ENTREMETS, bavarois, dacquoise, feuilletine and financier sponges – the final of Great British Bake Off a fortnight ago left me open mouthed as they cooked up cakes that I, despite five decades of in-depth research into the subject, had never encountered.

This week, another strangely-named cake-like comestible has been occupying the headlines: Bettys of York and Northallerton has required a small café in Whitby to remove “fat rascals” from sale because it trademarked the name in 1996.

This fall-out between two Yorkshire institutions over a piece of Yorkshire baking caused more than one exclamation of: “Eeh by bun!”

A fat rascal is a plump, fruity, buttery scone and it seems to be an east Yorkshire coast speciality.
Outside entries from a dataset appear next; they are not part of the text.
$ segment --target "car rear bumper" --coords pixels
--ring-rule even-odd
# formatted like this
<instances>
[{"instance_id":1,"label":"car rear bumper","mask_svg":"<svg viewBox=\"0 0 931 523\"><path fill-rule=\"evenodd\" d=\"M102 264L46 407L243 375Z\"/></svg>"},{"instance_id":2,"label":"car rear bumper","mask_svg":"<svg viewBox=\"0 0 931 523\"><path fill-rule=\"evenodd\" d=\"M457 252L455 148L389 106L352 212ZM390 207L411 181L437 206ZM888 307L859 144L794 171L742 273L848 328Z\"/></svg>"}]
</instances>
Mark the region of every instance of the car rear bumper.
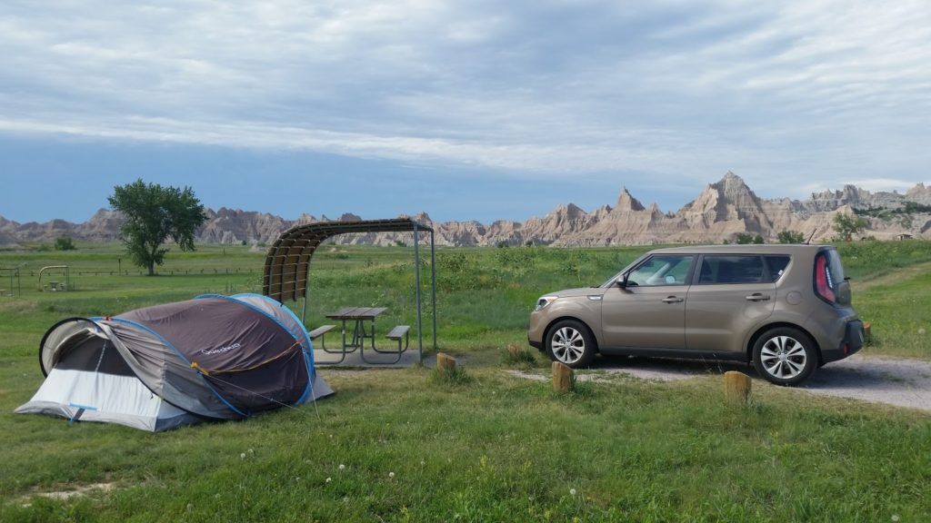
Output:
<instances>
[{"instance_id":1,"label":"car rear bumper","mask_svg":"<svg viewBox=\"0 0 931 523\"><path fill-rule=\"evenodd\" d=\"M863 348L863 322L858 319L849 321L844 329L841 344L834 349L822 350L821 359L824 363L829 363L852 355Z\"/></svg>"}]
</instances>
It was originally a “turf cake”, baked in a covered pan in the ashes of a peat fire.

There is a reference to fat rascals in a short story which appeared in Household Words, a weekly magazine edited in the 1850s by Charles Dickens. It says: “We used to have cakes something of the same kind at home, when I was a girl, but they called them ‘singing hinnies’. They are famous at Saltburn for their fat rascals.”
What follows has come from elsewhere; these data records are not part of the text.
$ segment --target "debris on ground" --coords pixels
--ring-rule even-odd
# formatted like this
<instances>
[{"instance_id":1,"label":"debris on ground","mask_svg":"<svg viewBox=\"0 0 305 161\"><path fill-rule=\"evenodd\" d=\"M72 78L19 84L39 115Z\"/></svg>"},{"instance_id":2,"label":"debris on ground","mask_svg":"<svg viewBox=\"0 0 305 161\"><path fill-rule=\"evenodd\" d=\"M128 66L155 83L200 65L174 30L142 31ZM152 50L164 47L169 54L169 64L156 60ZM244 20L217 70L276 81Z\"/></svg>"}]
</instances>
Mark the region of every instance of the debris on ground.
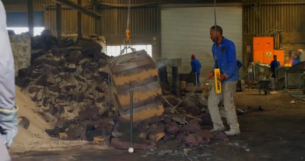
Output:
<instances>
[{"instance_id":1,"label":"debris on ground","mask_svg":"<svg viewBox=\"0 0 305 161\"><path fill-rule=\"evenodd\" d=\"M26 129L27 129L29 128L29 126L30 126L30 121L27 117L25 116L20 116L18 118L18 120L19 121L19 125L21 127Z\"/></svg>"},{"instance_id":2,"label":"debris on ground","mask_svg":"<svg viewBox=\"0 0 305 161\"><path fill-rule=\"evenodd\" d=\"M101 52L102 47L97 43L71 40L58 41L48 31L33 37L31 65L18 71L16 84L36 103L42 116L52 124L53 127L45 130L50 136L128 148L129 120L118 116L117 109L108 108L106 104L109 57ZM181 99L169 92L164 93L171 105L162 101L165 112L164 116L160 116L162 121L133 123L134 149L157 149L160 140L175 139L192 147L213 140L228 140L223 132L212 133L203 129L202 126L212 125L204 100L190 97L174 111L172 106ZM239 111L246 112L243 109ZM30 123L25 118L21 119L21 126L27 128ZM180 155L188 151L163 151L158 154ZM203 154L196 157L202 157L201 155Z\"/></svg>"}]
</instances>

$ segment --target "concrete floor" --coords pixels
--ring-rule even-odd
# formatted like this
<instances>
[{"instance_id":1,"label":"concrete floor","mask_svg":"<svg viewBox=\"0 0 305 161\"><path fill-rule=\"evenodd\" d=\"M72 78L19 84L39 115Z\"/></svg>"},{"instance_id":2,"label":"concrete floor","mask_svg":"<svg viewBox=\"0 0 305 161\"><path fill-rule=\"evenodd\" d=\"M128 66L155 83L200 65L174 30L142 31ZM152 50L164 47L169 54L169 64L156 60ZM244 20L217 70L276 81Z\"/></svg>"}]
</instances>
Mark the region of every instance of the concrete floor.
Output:
<instances>
[{"instance_id":1,"label":"concrete floor","mask_svg":"<svg viewBox=\"0 0 305 161\"><path fill-rule=\"evenodd\" d=\"M230 138L229 142L213 142L198 147L199 152L209 152L209 157L198 159L170 156L145 155L136 150L112 148L101 149L96 145L71 147L60 151L29 151L12 153L14 160L305 160L305 103L294 100L287 93L258 95L256 89L237 93L237 107L253 109L238 116L242 135ZM294 100L295 103L290 103ZM258 110L261 106L263 111ZM179 148L175 141L161 143L162 149ZM246 151L246 146L250 151Z\"/></svg>"}]
</instances>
A “singing hinnie” is the Northumberland equivalent of a fat rascal. “Hinnie” is a term of endearment, like “honey”, and the butter sizzled and spurted as the cake was cooked on a hot plate, and so it was said to be “singing”.

“Fat rascal” as a name is more difficult to explain. Rascals were lower class people who were scraped together to form an army (there’s a word in Latin and Old French, rasquer, meaning “to scrape”). So rascals were a worthless rabble who hung around on the edge of the trained soldiers.
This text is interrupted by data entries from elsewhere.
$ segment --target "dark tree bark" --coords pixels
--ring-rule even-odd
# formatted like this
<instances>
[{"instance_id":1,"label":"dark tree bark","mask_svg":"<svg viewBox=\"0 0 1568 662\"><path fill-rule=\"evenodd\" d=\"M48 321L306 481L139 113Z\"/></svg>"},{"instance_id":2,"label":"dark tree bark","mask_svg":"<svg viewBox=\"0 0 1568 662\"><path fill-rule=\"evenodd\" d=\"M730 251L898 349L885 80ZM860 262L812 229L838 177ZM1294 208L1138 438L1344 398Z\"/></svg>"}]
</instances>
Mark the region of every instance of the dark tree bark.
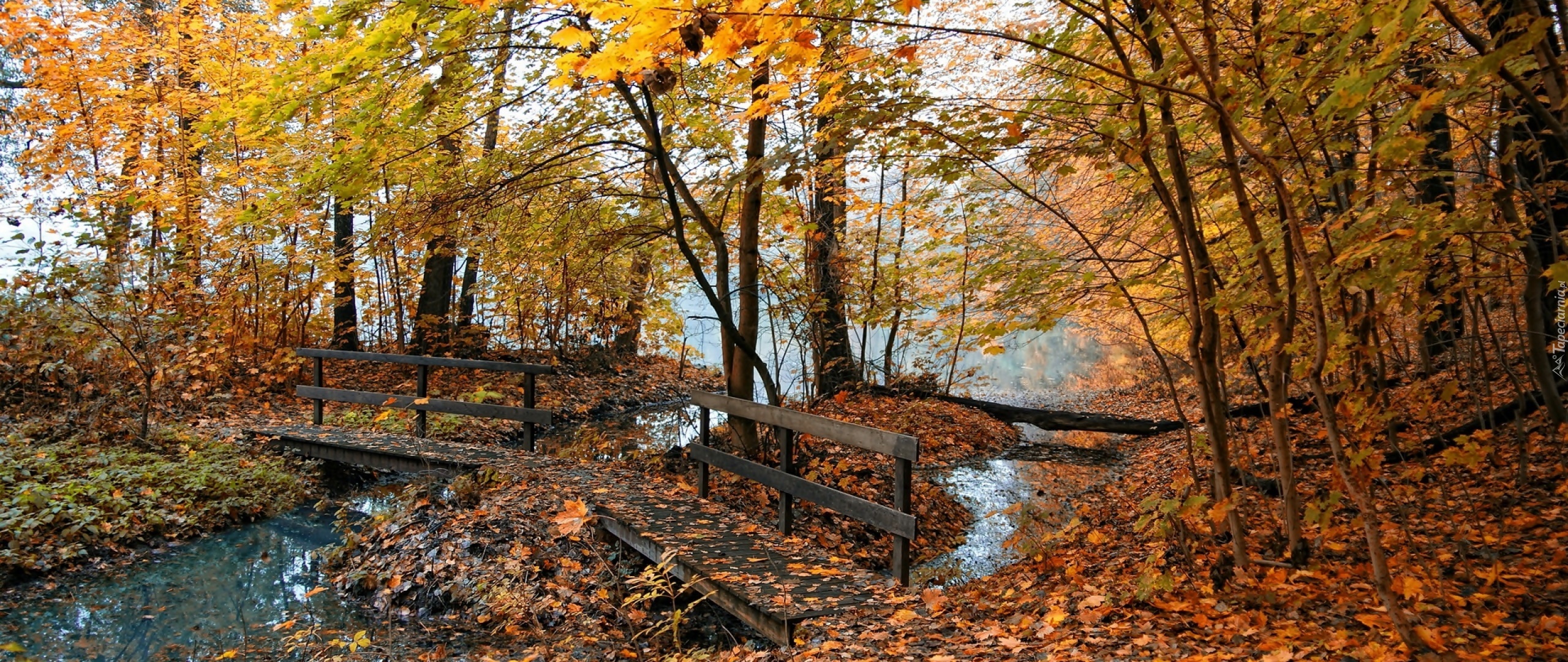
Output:
<instances>
[{"instance_id":1,"label":"dark tree bark","mask_svg":"<svg viewBox=\"0 0 1568 662\"><path fill-rule=\"evenodd\" d=\"M354 301L354 204L332 199L332 348L359 351L359 306Z\"/></svg>"},{"instance_id":2,"label":"dark tree bark","mask_svg":"<svg viewBox=\"0 0 1568 662\"><path fill-rule=\"evenodd\" d=\"M811 340L817 395L831 395L856 381L850 355L850 322L844 314L844 276L839 265L839 232L845 220L848 176L844 143L834 135L831 116L817 118L817 173L812 191L812 224L806 235L806 271L811 275Z\"/></svg>"},{"instance_id":3,"label":"dark tree bark","mask_svg":"<svg viewBox=\"0 0 1568 662\"><path fill-rule=\"evenodd\" d=\"M1424 63L1411 64L1410 77L1425 88L1435 88L1441 82ZM1427 135L1427 147L1421 154L1421 165L1427 176L1416 182L1416 198L1421 204L1438 204L1443 213L1454 213L1457 207L1454 196L1454 135L1449 130L1447 107L1438 107L1421 122L1422 133ZM1458 267L1444 256L1449 240L1444 238L1432 253L1427 264L1427 276L1422 279L1425 298L1433 301L1436 317L1421 323L1422 369L1432 372L1432 358L1454 347L1465 336L1465 311L1458 298L1446 293L1452 278L1458 275Z\"/></svg>"},{"instance_id":4,"label":"dark tree bark","mask_svg":"<svg viewBox=\"0 0 1568 662\"><path fill-rule=\"evenodd\" d=\"M751 75L753 100L760 99L764 94L762 86L765 85L768 85L767 63L759 66ZM751 347L757 347L757 317L760 312L757 273L762 257L757 253L757 226L762 218L762 180L767 176L762 166L762 157L767 154L767 132L768 118L765 115L751 118L746 122L746 179L745 193L740 198L740 242L735 246L740 253L739 264L735 265L735 329ZM751 359L735 347L729 355L729 395L751 400L757 389L756 370L751 366ZM729 428L735 431L742 449L759 446L756 422L731 417Z\"/></svg>"},{"instance_id":5,"label":"dark tree bark","mask_svg":"<svg viewBox=\"0 0 1568 662\"><path fill-rule=\"evenodd\" d=\"M456 268L456 242L437 235L425 245L425 278L414 304L414 353L428 355L448 342L452 315L452 276Z\"/></svg>"},{"instance_id":6,"label":"dark tree bark","mask_svg":"<svg viewBox=\"0 0 1568 662\"><path fill-rule=\"evenodd\" d=\"M626 309L621 311L621 323L615 331L612 350L621 356L637 356L637 344L643 337L643 307L648 303L648 284L652 279L654 265L648 251L637 251L632 256L632 275L627 282Z\"/></svg>"},{"instance_id":7,"label":"dark tree bark","mask_svg":"<svg viewBox=\"0 0 1568 662\"><path fill-rule=\"evenodd\" d=\"M1488 14L1488 30L1499 44L1526 38L1521 24L1512 19L1538 11L1529 0L1491 0L1483 8ZM1551 56L1552 50L1554 44L1541 39L1535 44L1537 61ZM1540 66L1519 78L1535 97L1549 97L1549 88L1563 88L1563 72L1557 66ZM1548 85L1548 80L1554 85ZM1557 99L1552 102L1560 108ZM1504 195L1508 198L1501 207L1504 215L1512 215L1515 218L1510 220L1518 221L1512 201L1518 191L1529 216L1527 237L1519 248L1527 271L1523 296L1529 331L1526 350L1544 409L1552 422L1562 424L1568 422L1568 411L1557 391L1557 380L1565 372L1562 366L1565 347L1557 333L1563 301L1544 273L1546 267L1563 257L1560 231L1568 226L1568 149L1565 149L1568 136L1552 130L1554 124L1562 127L1562 118L1526 94L1505 96L1504 113L1519 121L1504 122L1497 130L1499 174L1505 187Z\"/></svg>"}]
</instances>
The word was then applied to thin, sickly deer which hung around on the edge of the herd and weren’t worth hunters bothering with.

Which brings us to Shakespeare. In Henry IV Part II, Sir John Falstaff says to his favourite prostitute: “You make fat rascals, Mistress Doll.” This could be a reference to her cooking being so good that she makes thin animals fat, or it could have nothing whatsoever to do with Yorkshire baking.

Anyway, by 1860, another magazine, The Athenaeum, described the fat rascal as “a very agreeable species of tea cake”. Today, Betty’s make 375,000 a year with a cheeky face of cherry eyes and an almond mouth, and the Sandgate café is selling a new line of “Whitby fatties”.

IT is strange how language evolves. On Wednesday, Priti Patel offered a “fulsome apology” to the Prime Minister and resigned.

“Fulsome” in the 13th Century meant “very full”. It then came to mean “plump, well fed” which by the 14th Century meant that sick feeling you are too full. Overeaters were regarded as gluttons and so the by the early 15th Century, “fulsome” mean “offensive to good taste”, and by the 1660s it meant “excessively flattering”.

At school, I was taught not to use the word because although it sounds positive, it really is very negative. Ms Patel didn’t go to my school and, to be fair to her, in recent times the word has begun reverting to its original meaning. So did she offer a very full apology or was it a greasy, unctuous apology as she slithered out of the government?